There is no doubt that there is much that postal operators can do to compete. The response to e-commerce is firmly on the agenda at the UPU, the International Postal Corporation (IPC), and other inter-postal bodies which seek to set fair tariffs and to solve ‘interoperability’ issues – to use the lingua franca of the postal regulatory world.
Some of these bodies date back to that very communications revolution triggered by mail, which allowed Charles Darwin to assemble the data from around the world to give him sufficient confidence to publish the theory which has been used to provide a framework for this paper. The question is whether these institutions can enable post to adapt quickly enough for the speed of e-commerce?
Cooperation must be the answer
The companies that are currently gaining market share in cross border e-commerce shipments are: privately owned, sales driven, asset lite, not unionized, and technology savvy. They do not seek to improve post or express – they seek to pick and choose the best and to discard the rest.
Their investment is in domain knowledge and software to create the solutions that consumers tell retailers they want: fast, economical, fully tracked, and with choice. These companies are taking the technique of direct injection to new levels by un-bundling the major components of collection, line haul, clearance and final-mile delivery, and re-assembling them to create superior solutions in weeks. They are using platform style software to overcome the translation challenges in processing labels, manifests and tracking data in the specific formats of each post and express company.
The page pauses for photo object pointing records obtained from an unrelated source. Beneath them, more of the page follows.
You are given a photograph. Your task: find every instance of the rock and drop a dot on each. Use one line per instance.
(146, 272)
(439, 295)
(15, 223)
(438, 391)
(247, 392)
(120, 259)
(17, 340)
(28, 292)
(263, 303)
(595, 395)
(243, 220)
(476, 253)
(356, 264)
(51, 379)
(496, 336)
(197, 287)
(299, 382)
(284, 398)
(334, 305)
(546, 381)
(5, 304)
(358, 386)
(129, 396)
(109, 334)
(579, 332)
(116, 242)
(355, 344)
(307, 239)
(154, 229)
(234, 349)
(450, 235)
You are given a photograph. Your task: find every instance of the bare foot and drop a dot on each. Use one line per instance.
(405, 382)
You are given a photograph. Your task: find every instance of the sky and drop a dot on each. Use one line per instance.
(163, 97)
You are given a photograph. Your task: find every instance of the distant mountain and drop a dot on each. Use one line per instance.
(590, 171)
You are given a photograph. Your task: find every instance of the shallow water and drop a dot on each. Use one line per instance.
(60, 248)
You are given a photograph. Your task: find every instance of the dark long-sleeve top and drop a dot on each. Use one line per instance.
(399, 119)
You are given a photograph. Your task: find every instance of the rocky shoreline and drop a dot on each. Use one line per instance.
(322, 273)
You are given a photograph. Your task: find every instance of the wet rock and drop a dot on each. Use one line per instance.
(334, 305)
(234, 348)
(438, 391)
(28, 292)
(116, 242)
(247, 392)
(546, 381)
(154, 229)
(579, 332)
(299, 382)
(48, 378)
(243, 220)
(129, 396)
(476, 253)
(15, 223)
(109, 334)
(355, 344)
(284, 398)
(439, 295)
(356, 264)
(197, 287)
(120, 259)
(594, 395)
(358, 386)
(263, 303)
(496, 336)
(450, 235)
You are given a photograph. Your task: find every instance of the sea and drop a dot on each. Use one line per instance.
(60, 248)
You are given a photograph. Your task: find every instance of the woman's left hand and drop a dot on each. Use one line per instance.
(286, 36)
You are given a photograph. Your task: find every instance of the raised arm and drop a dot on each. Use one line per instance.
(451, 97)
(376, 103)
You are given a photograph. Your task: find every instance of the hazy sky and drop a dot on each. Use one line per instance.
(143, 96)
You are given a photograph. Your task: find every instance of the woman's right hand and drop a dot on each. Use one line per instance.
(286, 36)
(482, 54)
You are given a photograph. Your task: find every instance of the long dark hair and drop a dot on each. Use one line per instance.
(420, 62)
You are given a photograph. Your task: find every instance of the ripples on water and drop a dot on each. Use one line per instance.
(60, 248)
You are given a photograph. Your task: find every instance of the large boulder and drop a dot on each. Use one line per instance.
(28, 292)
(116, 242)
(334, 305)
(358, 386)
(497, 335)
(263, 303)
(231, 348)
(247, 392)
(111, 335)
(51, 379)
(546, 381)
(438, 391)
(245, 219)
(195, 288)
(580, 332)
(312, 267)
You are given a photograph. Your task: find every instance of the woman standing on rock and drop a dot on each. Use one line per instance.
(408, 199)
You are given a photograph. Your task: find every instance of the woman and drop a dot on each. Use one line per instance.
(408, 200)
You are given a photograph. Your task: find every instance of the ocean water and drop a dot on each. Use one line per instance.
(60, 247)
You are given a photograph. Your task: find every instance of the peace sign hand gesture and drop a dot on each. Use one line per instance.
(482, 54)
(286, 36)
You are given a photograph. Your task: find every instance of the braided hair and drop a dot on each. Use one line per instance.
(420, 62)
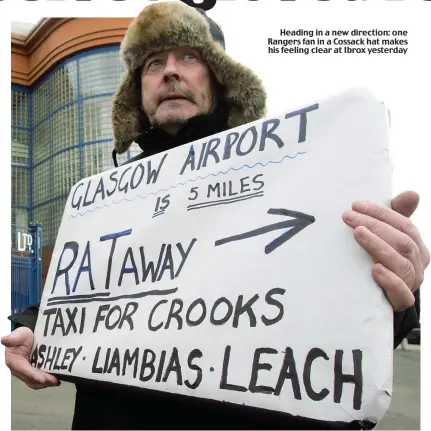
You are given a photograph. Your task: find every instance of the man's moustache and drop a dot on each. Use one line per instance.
(177, 91)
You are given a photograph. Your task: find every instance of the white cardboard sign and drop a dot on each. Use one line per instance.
(222, 269)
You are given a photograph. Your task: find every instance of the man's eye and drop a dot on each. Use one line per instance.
(154, 64)
(190, 57)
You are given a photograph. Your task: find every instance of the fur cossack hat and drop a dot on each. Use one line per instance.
(167, 25)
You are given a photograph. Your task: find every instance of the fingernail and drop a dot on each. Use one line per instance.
(360, 205)
(350, 216)
(362, 233)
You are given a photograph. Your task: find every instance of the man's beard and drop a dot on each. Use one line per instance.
(169, 120)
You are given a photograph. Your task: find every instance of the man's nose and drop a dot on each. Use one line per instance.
(171, 68)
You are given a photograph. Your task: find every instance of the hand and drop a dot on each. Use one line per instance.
(394, 243)
(18, 347)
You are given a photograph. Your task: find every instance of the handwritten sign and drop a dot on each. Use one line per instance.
(222, 269)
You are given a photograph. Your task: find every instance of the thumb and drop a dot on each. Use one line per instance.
(405, 203)
(17, 338)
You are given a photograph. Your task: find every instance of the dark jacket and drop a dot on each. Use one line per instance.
(110, 406)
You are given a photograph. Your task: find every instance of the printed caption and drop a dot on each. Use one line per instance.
(368, 42)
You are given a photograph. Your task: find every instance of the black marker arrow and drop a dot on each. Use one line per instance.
(299, 222)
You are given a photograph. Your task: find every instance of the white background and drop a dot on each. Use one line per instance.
(291, 80)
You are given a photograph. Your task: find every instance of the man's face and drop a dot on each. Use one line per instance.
(175, 86)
The most innovative posts are seeking multiple collaborators from the private sector for mutual benefit. Japan Post has bought Toll, the logistics company. Bpost’s international division has looked for leadership from an acquisition in this emerging space, Landmark Global. China Post has numerous agency agreements with companies specializing in cross border e-commerce such as UCS through to the joint venture Sai Cheng with Australia Post. La Poste is an investor in cross border specialist wnDirect and the Ascendia joint venture with Swiss Post. The list of who is working with who is very long and very encouraging. In biological terms the increase in the size of the gene pool is the best strategy to ensure survival in the long run in such a dynamic environment.
Cross-border e-commerce will continue to challenge postal operators’ ability to adapt at the same pace. Posts should outsource this adaptation to numerous and smaller private partners while concentrating on the core. The constitution of the core will vary from post to post but has to be focused on a dense final-mile delivery network which is easily accessible to shippers and which provides some, but certainly not all, of the services that consumers prefer for receipt of their e-commerce orders. The fittest will survive.
1: E-commerce growth forecast of 12.9% from 2014 to 2015 – Capgemini and Royal Bank of Scotland (RBS) ‘World Payments Report 2014’, Oct 15, 2014, and global e-commerce growth of 15.6% from eMarketer, July 2014
2: 83% from eMarketer, Jan 2014; 44%, 48% and 69% from MetaPack 2014 consumer research; and 60-90% from DHL e-commerce Shop the World, 2014
‘Competition and cooperation in the cross-border e-commerce ecosystem’ by Tom Forbes was first published by LIBRI Publishing in September 2015 in ‘Reinventing the Post – Building a Sustainable Future’ by Derek Osborn. The book explores how the postal sector is changing in order to meet the new challenges that lie ahead. It is also a call to action for the whole sector to play a major global leadership role as they are vulnerable to extinction.